Well, i'm running lean, pulled the plugs and they are a little too white for my liking. Wasnt that way before the mod/seafoam. Not going to say that exhaust mod is to blame, seafoam may have dislodged something, however all carbs are running lean (all plugs are whitish) so not overly comfy with calling seafoam the culprit either. Checked the mechanics of the choke, appears to be working, however #2 carb "pop" is far less audiable than the others, still would not account for all carbs running lean. I am running a K&N, so maybe the combo has leaned me out enough to create a "too lean" condition when the choke is used as it stumbles and dies. Looked for other air leak possibilities, none obvious...
 
from what i understand, your initial thought isn't "wrong"--it just doesn't apply to the max whereas it does apply to other bikes.


Here you go

thanks for the info!!! i was VERY curious:biglaugh: i dont mind being wrong...lol
imma pretty good wrencher...but i shure as hell dont consider myself an expert.:rofl_200:

as for the issue at hand.....id check the pilot AF screws and see where those are set...and adj if needed. then id do a carb sync.

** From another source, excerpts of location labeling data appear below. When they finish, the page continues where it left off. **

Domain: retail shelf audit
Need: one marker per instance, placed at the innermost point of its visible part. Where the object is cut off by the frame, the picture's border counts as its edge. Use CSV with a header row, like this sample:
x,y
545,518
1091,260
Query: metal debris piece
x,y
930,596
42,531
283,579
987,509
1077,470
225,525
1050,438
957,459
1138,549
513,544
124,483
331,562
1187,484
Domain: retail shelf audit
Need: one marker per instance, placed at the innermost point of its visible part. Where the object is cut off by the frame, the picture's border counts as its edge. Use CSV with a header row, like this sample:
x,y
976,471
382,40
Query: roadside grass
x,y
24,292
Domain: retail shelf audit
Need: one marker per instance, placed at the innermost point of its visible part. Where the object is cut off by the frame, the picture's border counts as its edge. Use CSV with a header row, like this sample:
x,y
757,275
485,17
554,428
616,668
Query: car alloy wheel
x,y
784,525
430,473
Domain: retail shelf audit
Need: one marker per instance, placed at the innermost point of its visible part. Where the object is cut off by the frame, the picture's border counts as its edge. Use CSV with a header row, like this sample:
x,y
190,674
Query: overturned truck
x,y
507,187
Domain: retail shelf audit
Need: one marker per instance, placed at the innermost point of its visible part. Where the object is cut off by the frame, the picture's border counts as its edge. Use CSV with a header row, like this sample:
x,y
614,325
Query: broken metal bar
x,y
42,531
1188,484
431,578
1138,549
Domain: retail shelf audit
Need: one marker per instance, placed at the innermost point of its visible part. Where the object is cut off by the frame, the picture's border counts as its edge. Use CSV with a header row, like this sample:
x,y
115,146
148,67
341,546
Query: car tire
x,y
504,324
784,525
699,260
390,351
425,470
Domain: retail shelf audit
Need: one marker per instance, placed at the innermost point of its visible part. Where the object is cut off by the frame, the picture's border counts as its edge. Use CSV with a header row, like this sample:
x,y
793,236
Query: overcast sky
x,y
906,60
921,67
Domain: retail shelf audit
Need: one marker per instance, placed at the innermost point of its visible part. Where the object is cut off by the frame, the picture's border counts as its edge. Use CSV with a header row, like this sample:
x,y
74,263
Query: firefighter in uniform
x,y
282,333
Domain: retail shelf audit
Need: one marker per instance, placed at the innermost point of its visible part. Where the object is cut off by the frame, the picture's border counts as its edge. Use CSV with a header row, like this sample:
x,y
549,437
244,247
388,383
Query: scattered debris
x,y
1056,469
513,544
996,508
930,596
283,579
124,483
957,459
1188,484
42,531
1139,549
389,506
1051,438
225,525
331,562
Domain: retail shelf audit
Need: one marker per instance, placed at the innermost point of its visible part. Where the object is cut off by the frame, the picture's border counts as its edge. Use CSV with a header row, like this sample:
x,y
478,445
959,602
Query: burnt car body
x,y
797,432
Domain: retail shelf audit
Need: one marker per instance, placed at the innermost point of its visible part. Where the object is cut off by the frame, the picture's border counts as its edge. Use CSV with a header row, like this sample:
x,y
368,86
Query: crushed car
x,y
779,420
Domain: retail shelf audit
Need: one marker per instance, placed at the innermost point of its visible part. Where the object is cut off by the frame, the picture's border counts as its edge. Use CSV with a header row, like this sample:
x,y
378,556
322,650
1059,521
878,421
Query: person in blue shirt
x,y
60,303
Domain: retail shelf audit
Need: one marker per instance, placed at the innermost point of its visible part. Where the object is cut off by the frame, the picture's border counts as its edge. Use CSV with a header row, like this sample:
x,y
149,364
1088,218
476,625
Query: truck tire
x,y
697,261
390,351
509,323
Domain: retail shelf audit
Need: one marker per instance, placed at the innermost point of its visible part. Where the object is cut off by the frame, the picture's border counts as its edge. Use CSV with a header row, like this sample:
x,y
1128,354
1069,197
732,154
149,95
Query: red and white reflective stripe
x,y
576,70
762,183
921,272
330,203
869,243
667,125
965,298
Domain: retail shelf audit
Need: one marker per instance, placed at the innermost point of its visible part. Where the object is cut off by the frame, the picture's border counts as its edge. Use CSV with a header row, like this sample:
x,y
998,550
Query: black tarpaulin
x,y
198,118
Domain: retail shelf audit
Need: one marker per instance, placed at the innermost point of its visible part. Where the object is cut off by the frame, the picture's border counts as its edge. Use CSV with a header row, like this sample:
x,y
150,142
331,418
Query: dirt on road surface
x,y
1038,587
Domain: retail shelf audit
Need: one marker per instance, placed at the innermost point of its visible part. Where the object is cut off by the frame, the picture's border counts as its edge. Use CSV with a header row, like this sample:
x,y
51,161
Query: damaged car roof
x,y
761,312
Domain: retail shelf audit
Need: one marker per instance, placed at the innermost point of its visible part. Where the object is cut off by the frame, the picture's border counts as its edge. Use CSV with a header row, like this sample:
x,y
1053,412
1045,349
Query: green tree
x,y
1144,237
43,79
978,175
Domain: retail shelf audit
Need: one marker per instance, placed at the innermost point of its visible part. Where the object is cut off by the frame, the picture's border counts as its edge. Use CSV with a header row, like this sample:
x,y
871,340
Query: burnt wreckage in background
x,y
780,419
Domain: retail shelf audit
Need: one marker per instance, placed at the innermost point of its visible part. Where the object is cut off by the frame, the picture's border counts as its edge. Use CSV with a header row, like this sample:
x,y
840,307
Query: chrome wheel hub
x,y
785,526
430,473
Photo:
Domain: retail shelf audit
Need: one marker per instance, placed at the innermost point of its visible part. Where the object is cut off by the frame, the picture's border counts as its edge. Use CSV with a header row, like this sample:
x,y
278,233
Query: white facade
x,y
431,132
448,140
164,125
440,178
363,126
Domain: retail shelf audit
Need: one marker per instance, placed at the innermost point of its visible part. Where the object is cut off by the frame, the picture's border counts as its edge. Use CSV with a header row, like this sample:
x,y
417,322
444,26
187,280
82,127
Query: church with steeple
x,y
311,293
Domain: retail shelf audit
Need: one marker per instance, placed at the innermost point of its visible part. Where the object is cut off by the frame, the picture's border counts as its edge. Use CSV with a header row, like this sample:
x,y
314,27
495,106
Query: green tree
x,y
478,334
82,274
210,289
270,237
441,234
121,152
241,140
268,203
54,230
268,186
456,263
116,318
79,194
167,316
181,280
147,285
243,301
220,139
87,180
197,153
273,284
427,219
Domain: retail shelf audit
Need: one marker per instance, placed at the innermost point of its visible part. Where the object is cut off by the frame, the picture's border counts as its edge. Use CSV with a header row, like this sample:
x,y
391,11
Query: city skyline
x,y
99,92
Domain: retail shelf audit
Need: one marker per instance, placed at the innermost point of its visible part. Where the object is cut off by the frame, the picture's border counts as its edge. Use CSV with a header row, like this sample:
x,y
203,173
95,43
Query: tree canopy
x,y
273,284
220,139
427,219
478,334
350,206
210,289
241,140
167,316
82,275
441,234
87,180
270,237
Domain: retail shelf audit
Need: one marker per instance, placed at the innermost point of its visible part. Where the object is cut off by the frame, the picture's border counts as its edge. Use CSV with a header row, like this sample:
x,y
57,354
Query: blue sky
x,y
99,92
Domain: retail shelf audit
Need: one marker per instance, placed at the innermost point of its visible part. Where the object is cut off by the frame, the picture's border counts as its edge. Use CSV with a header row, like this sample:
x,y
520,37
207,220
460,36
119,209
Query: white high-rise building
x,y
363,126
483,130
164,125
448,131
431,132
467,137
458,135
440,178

i have seen on bikes b4 when the pilot circuits were totally plugged....the owner would bump up the idle screw to get it to idle ....then the bike would feed off the main jets to compensate.
 
So...it is true that I am running lean...but not on all cylinders...only the front 2, the rears are rich as everyone figured (and rightfully so as my a/f screws were 3 turns out and my needles had 2 washer shims)...however, I've discoverd small holes in the front carb diaphrams...would those cause the lean condition...I'm guessing yes...but would appreciate your thoughts,

Frank
 
I've discoverd small holes in the front carb diaphrams...would those cause the lean condition...I'm guessing yes...but would appreciate your thoughts,

Frank

Shouldn't make a difference at idle since the slides are not moving but, anything above idle, when the slides are opening, it could make a difference if the holes are large enough to prevent a proper vacuum and is making the slides open slower than they should. If the slides open slow, this means the needle is not coming out of the main jet and blocking fuel flow. You could check this by removing the top of the airbox and looking in while hitting the throttle.